There’s been a lot of shenanigans on this blog with a lot of wild claims and I want to say that the President of the United States is actually behind all this blogstuff. Yesterday, I said I was Osama Bin Laden but that was because I’m trying to smoke him out of his hole, you know get him to respond to this blog.
   Well there were forty people that come to this blog yesterday and none of them were Nasty Old Osama. Before yesterday I was trying to make these entries seem artistic and  that was because I was trying to smoke the art-fags out of their holes. You know, get the young intellectual pinkos who gotta think about everything to come out and comment. And then we could nab them when they commented something bad.
     When I was a young boy my daddy read to me bedtime stories about McCarthyism. I sure do miss those days. Maybe that was when I got the literature installed in me, you know that was when I soaked it up real good and that’s why I’ve got this itching to write. (Okay I got ghost writers to write the entries on most of these blogs but I did watch while I gave them a framework for them to write inside.)
   Anywho, I’ve got one story that was mailed into me by a young boy from Winesburg, Ohio. Here’s all the literature that you need to read. This and the Bible.  This, the Bible and the Anti—Terrorist Bill. No don’t bother reading the Anti-Terrorist Bill. It’s really long. 
  Read this…

The Day George W Bush Defeated the Terrorists

     The day that George W Bush defeated the terrorists was a cold day. There were white clouds in the sky and the weatherman said that it could rain in the afternoon. Most people were going about their daily affairs in the city of Baghdad but of course not everyone was busy getting groceries or taking the kids to school or going to work to make money for the family. Some people were sleeping in until ten or eleven. These were the terrorists !! 
    The day that the terrorists woke up extra late was an ordinary day in Baghdad. The terrorists woke up late because they had used all their alarm clocks in bomb devices. That day they were going to go to the market to buy more alarm clocks but they had to go in disguise because they knew the Americans watched the alarm clock dealer in the market extra carefully. The terrorists woke up at twelve o’clock that day because when you don’t get up on time you want to sleep in later and later. After months of living without an alarm clock you can actually sleep in until the time you have to go back to bed. That was the kind of life the terrorists were living. No life worthy of a decent human being. 
   On the day the terrorists woke up at twelve o’clock, they had their disguises laid out next to them. They woke up and didn’t say anything to each other because they were trained to say only the most basic things. All these basic things began with “Allah willing” and you can’t say “Allah Willing Good Morning” because it sounded dumb even to the terrorists who were dumb. Without saying good-morning or brushing their teeth or eating breakfast, the terrorists got up from their carpets on the floor and put on their disguises. They had a giant camel costume that they were going to use to go to the market to buy the alarm clock. One of them dressed up as an old lady in a black bed-sheet and the other four terrorists climbed into the camel costume. 
   The day that the terrorists went to the market dressed up as a camel was not a good day to be a terrorist because George W Bush was dressed up as a camel too !! He knew about the terrorists because he’d been sleeping on the roof of their house all night waiting for them to make their move. He also brought a camel costume which was built with American technology so you only needed one man inside to control everything. George W Bush was in his camel costume when he came up from behind the terrorists. He mounted the other camel in order to trick the terrorists into not knowing what to do.
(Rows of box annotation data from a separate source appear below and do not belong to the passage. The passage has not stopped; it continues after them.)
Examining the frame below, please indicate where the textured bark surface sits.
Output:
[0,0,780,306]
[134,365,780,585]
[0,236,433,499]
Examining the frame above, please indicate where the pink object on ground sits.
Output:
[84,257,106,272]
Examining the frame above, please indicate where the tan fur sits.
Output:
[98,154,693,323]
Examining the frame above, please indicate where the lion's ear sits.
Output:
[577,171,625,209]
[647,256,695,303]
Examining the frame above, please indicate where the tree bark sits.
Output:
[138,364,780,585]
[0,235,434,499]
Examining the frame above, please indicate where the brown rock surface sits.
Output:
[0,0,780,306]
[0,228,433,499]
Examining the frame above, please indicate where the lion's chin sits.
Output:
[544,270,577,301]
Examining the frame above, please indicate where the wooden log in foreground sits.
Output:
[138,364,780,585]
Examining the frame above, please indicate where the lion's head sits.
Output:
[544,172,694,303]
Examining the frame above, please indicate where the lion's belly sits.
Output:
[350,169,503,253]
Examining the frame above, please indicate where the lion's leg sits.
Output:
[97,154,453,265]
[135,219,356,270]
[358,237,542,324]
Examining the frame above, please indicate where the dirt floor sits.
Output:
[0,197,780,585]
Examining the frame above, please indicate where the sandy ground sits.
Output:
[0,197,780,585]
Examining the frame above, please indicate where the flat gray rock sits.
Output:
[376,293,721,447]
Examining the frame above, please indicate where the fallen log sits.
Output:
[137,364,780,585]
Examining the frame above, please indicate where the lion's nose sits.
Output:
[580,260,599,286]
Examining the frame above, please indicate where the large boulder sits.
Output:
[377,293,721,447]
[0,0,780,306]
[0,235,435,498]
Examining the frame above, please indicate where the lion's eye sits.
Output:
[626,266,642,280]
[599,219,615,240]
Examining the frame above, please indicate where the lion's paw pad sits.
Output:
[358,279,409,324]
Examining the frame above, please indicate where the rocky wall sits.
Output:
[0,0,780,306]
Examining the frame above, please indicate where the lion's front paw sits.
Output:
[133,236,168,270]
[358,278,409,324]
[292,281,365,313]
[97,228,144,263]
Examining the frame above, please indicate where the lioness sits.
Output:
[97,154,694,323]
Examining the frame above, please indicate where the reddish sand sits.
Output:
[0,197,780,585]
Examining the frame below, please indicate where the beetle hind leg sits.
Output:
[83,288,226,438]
The terrorist dressed as an old lady tried to shoo George W Bush away but he continued mounting and humping the other camel in order to make other people on the street laugh and say things like “Allah willing that’s the funniest thing I’ve seen in my life” or “Allah willing who has ever seen a camel mount another in broad daylight it’s time we veil our camels too !!” The fake camel penis that George W Bush was using to probe around the insides of the other camel had a nozzle at the end where deadly gas came out and then killed the terrorists hiding inside the camel.  When the camel collapsed on the street and people were amazed to see a camel hump another camel to death, George W Bush trampled the other terrorist and then secretly – when no one was looking – grabbed the terrorist’s cell phone.
   “I’m in Baghdad now and I’m coming to get you,” George W Bush texted into the terrorist’s cell phone and he sent the message to every single terrorist in the world. He also included a picture of the scene of the dead terrorists who had tried to crawl out of the camel costume. He also explained how he killed them. When the terrorists around the world saw this scary message they all strapped their bombs onto their bodies and ran in the direction away from Bagdad where they could safely blow themselves up without getting humped to death by a camel.  The last seconds of all their lives were filled with fear and respect for the cleverness of George W Bush.
   On the evening of the day that George W Bush defeated the terrorists, the sunset was streaked with red bands that went through the clouds and some people said that it resembled an American flag flying in the sky, waving goodbye.